英EU離脱 企業は事業への打撃を懸念 円高進行、生産体制見直し検討

 
イギリスのEU離脱を問う国民投票を受けて、慌ただしく為替取引を行うみずほ銀行本店のディーラーら=24日午後、東京都千代田区

 英国のEU離脱に対し、残留を求めてきた日本企業には「世界経済へのマイナス影響が懸念され、極めて残念」(日本鉄鋼連盟の進藤孝生会長)など、失望と今後への懸念が広がった。

 英国で鉄道や原発事業を展開する日立製作所の東原敏昭社長兼最高経営責任者(CEO)は24日、「事業への影響を慎重に評価し、対応を検討したい」とコメントした。同社は昨年9月に英ニュートン・エイクリフに鉄道車両の工場を新設したばかり。現在400人の雇用を730人まで拡大する計画だが、見直す可能性が出てきた。イタリア工場を欧州の主力にすることもあり得る。

 自動車各社も、英生産拠点からEUへの輸出に10%の関税がかかる恐れがでてきたため、競争力低下を警戒する。トヨタ自動車は英バーナストン工場で「オーリス」など中型車を年19万台生産、EU向けなどの輸出が約75%を占めており「今後の動向を注意深く見守りながら検証していきたい」と、欧州拠点も含めた今後の生産体制の見直しを示唆。日本商工会議所の三村明夫会頭は記者団に「日本企業は当面、英国投資は抑制的になる」との見方を示した。

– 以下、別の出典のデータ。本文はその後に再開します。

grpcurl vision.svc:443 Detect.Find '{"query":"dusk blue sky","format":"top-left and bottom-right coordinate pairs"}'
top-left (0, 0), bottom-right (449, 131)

 また、24日の外国為替市場での急激な円高進行を目の当たりにし、多くの企業は「短期的には円高ユーロ安などで為替の影響が出ると想定している」(パナソニック)と、業績への打撃に身構える。

 「株安が進めば国内消費も低迷する。為替によっては訪日外国人の消費にも影響が出るなど不安要素が多い」(高島屋の村田善郎常務)と、内需への悪影響を心配する声も上がっており、経団連の榊原定征会長は同日記者団に対し、「政府目標の国内総生産(GDP)600兆円にプラス材料にはならない」と述べた。